Another pause. “So tell me, how are the boys?”

I stare at the photograph of the pyramids at Giza that hangs over my desk. Clearly, I knew when I telephoned her that she would ask this question and I see now that this is why I have called her: to tell her about you.

So I tell her. It might as well be the first telling, since other than your
mother and brother I have not told anyone. And she's wonderful. She grasps immediately what I can only call the sweep of it all. The tragic quality—a good boy gone wrong without ever going bad.

“He's like you, Lenny. One of those sweet souls who attract bees like honey. Your thing was Klara, getting tangled up with her.”

“And now there's something else. Rena has got herself involved in a situation with an old professor of Saul's, a blind guy whose son disappeared fifteen years ago in Guatemala. The old guy died, and now they've found the son's body and she wants to bring it back and bury it.”

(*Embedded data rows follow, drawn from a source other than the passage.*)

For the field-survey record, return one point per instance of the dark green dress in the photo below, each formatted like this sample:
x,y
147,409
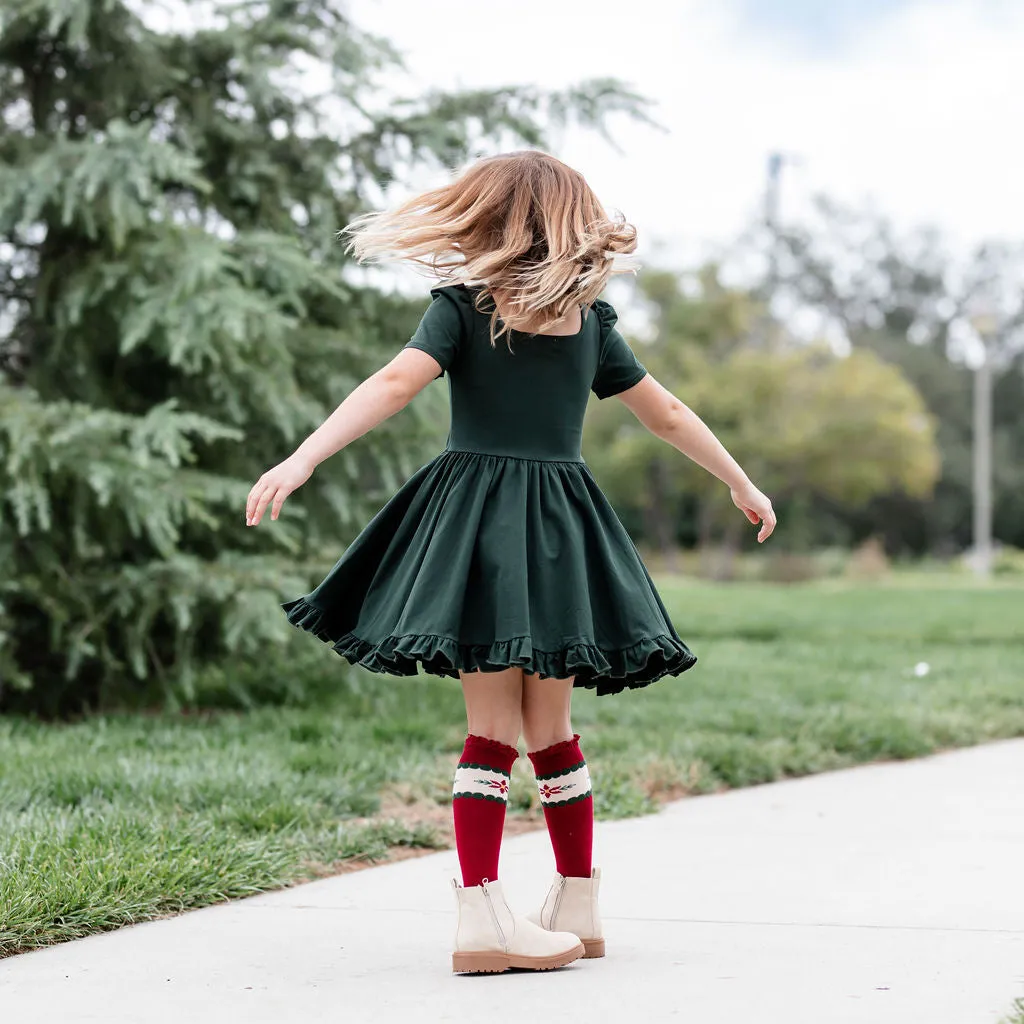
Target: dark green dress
x,y
502,550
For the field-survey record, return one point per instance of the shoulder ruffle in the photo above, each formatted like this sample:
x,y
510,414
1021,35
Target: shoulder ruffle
x,y
605,313
461,295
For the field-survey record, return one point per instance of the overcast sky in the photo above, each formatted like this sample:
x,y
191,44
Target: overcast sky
x,y
914,107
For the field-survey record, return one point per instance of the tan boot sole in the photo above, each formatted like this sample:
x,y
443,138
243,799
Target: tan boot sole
x,y
495,963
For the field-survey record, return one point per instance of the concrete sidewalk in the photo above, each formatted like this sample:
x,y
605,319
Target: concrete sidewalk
x,y
888,894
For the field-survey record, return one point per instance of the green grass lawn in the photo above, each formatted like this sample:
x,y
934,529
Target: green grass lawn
x,y
118,819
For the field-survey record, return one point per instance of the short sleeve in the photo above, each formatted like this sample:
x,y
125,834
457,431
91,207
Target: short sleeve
x,y
439,332
617,368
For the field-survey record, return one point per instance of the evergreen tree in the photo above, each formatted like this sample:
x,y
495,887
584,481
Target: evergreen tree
x,y
175,315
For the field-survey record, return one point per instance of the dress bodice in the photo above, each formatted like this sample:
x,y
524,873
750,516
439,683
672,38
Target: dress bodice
x,y
529,401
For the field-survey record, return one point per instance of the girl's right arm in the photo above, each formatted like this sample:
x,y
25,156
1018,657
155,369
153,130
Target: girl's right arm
x,y
666,417
379,396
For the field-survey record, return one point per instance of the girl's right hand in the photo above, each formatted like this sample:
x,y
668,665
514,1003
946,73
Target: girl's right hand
x,y
274,485
757,508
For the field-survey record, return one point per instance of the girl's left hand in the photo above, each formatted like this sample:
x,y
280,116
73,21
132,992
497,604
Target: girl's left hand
x,y
274,485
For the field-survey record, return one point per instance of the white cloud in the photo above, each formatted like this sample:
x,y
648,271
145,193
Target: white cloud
x,y
920,112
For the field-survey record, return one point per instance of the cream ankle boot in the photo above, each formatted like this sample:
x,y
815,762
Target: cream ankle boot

“You're not talking about Santiago Domengo?”

“You knew him?”

“I knew the son's girlfriend—well, it wasn't even clear that she'd been his girlfriend, only that she'd been in love with him. She wanted to make a film about what happened. About the father and his relationship with Castro and whether the CIA was involved. It was fascinating. She wanted to include these tapes the son had made of the indigenous music in the area he'd been studying. Letters he'd sent her. Reports from the private detectives the parents had hired to try and find out what happened. Only she was so addled about the whole thing, there was no way to figure out what was fact and what was fantasy. This was maybe ten years ago. More. My lawyer said it was a landmine for lawsuits. She showed me a videotaped interview she did with the parents. The father had just gone blind and the mother, if I remember correctly, was an opera singer.”